A 100-newton box is moving on a horizontal surface. A force of 10 newtons applied parallel to the surface is required to keep the box moving at constant velocity. What is the maximum coefficient of kinetic friction between the box and the surface?
To determine the maximum coefficient of kinetic friction between the box and the surface, we need to calculate the force of kinetic friction acting on the box.

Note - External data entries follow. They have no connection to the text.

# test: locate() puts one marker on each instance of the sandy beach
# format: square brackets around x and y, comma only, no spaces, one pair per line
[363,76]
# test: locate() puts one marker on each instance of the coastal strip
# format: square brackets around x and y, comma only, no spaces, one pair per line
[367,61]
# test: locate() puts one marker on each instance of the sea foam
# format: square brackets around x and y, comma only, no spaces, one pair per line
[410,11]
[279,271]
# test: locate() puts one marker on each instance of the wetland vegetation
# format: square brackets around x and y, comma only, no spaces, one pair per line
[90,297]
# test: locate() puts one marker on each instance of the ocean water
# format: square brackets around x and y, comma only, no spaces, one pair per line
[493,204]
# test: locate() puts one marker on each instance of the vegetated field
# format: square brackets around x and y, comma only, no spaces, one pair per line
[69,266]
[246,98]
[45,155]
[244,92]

The force required to keep the box moving at a constant velocity is equal to the force of kinetic friction:
\(F_{\text{{applied}}} = F_{\text{{kinetic friction}}}\)

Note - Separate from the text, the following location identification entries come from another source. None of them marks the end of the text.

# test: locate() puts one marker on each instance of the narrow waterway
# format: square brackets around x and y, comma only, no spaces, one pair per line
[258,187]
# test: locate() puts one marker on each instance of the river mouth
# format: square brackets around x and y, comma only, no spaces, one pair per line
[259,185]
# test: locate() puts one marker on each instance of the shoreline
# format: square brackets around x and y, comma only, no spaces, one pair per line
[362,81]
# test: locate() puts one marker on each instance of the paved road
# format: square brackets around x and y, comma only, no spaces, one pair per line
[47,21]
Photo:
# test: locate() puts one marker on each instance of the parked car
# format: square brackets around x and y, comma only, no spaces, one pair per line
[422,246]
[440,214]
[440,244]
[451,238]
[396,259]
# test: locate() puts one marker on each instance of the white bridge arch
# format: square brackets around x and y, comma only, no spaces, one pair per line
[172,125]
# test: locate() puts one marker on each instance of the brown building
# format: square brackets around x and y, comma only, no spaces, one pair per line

\(10 \text{{ N}} = F_{\text{{kinetic friction}}}\)
Since the force of kinetic friction is given by:
\(F_{\text{{kinetic friction}}} = \mu_k \cdot N\)
where \(N\) is the normal force acting on the box and \(\mu_k\) is the coefficient of kinetic friction.
The normal force acting on the box is equal to the weight of the box:
\(N = mg = 100 \text{{ N}}\)
Therefore:
\(F_{\text{{kinetic friction}}} = \mu_k \cdot 100 \text{{ N}}\)
Since \(F_{\text{{kinetic friction}}} = 10 \text{{ N}}\), we can solve for \(\mu_k\) as follows:
\(10 \text{{ N}} = \mu_k \cdot 100 \text{{ N}}\)
\(\mu_k = \frac{10 \text{{ N}}}{100 \text{{ N}}} = 0.1\)
Therefore, the maximum coefficient of kinetic friction between the box and the surface is 0.1.